I'm using Ubuntu 10.04 and trying to install Sun Grid Engine from Ubuntu repesitory. It works on single machine, I can submit jobs etc. But I can't make it working with any other machine. I added another execution host and installed gridengine-client gridengine-common gridengine-exec
but it somehow can't communicate with master. I even turned off all firewalls to make sure it isn't causing a problem.
When I try qstat -f
on master node I get:
queuename qtype resv/used/tot. load_avg arch states
---------------------------------------------------------------------------------
standard@neuron1 BIP 0/0/2 0.04 lx26-amd64
---------------------------------------------------------------------------------
standard@neuron2 BIP 0/0/2 -NA- -NA- au
When I restart deamon on neuron2 node I get:
error: can't find connection
error: can't get configuration from qmaster -- backgrounding
When I try to run qstat -f
from n2 (neuron2) node I get:
error: commlib error: access denied (server host resolves destination host "n1" as "neuron1")

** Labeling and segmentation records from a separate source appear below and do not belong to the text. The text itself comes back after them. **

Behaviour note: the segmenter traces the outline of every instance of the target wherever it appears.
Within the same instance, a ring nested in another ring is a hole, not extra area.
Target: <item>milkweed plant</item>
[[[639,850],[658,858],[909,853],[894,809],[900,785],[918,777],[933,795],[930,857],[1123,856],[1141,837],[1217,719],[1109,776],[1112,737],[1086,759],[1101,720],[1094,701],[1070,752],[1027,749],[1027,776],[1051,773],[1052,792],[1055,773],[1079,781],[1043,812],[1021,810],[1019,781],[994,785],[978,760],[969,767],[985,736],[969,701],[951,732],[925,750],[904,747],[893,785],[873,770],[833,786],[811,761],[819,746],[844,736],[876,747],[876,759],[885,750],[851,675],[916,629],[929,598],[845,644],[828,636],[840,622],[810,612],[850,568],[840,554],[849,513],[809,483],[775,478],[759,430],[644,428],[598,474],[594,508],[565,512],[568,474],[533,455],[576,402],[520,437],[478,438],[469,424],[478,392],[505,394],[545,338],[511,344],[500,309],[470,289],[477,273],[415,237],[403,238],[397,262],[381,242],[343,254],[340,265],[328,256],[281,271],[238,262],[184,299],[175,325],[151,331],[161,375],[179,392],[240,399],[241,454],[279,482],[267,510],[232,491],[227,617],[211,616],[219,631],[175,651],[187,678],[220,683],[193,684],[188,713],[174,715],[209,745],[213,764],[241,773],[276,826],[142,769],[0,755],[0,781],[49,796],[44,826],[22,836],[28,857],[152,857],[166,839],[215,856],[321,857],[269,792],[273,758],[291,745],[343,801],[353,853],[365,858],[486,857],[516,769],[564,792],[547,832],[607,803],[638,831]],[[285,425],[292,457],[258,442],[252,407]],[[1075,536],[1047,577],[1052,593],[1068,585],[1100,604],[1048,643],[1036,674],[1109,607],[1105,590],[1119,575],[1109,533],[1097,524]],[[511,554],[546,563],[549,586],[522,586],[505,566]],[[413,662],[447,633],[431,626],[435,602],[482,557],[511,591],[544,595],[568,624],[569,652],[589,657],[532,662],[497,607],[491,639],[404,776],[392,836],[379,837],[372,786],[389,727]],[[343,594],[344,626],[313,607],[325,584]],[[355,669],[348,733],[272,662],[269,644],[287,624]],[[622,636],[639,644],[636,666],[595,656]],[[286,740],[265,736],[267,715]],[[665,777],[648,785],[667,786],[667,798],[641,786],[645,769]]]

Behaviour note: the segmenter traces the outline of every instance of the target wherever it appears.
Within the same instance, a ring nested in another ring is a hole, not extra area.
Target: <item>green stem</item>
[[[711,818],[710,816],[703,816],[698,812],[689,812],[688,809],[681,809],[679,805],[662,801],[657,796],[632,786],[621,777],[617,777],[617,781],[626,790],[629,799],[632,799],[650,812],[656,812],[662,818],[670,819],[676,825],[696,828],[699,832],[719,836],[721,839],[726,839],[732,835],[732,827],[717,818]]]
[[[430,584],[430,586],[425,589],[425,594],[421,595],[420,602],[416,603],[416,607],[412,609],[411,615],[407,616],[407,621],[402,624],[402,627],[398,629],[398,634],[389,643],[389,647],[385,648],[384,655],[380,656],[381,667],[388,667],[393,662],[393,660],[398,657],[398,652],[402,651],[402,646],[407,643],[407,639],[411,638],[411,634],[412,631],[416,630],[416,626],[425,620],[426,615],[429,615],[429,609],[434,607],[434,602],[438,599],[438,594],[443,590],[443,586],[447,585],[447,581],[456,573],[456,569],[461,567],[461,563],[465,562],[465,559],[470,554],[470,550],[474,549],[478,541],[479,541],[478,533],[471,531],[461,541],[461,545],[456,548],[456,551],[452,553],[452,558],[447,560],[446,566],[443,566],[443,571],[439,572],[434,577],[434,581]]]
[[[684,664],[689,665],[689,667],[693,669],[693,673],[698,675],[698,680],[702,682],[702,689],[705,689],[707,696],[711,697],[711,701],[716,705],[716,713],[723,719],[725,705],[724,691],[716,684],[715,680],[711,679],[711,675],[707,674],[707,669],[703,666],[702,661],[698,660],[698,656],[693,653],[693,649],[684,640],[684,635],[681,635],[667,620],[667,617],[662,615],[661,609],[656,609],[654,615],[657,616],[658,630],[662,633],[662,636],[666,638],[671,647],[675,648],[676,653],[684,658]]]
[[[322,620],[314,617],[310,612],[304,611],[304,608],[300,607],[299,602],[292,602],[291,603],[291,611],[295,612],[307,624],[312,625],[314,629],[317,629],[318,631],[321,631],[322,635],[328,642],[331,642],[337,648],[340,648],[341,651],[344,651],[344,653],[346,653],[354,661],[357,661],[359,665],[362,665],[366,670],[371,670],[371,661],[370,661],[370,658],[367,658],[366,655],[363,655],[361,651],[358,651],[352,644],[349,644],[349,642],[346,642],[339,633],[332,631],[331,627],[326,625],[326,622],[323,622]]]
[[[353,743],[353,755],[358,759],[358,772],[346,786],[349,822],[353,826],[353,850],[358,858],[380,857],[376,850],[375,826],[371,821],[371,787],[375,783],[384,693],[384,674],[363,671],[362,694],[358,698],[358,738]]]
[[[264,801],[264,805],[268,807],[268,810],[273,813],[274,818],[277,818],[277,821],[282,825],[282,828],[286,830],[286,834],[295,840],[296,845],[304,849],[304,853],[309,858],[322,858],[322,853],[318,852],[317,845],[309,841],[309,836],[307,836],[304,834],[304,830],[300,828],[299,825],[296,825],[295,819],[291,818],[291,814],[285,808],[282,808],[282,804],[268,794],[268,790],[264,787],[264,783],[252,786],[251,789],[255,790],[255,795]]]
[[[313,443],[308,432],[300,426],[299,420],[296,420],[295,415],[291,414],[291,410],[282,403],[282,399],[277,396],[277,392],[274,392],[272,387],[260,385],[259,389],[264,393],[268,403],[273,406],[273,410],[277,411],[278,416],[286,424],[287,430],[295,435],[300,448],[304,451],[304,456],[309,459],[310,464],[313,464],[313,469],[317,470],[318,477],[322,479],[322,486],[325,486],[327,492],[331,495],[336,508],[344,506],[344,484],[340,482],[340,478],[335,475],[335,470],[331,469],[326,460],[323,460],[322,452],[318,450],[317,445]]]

error: unable to contact qmaster using port 6444 on host "n1"
I have two hostnames for this machine and it looks like the first error has something to do with it, but it would be strange if it is causing this kind of problem. I tried telnet n1 6444
and it connects.
Does anybody know what is going on here? Am I missing something?
Ok, the problem was indeed with doubled host names. When I removed one from it started working. I will dig it and try to find why it is that way.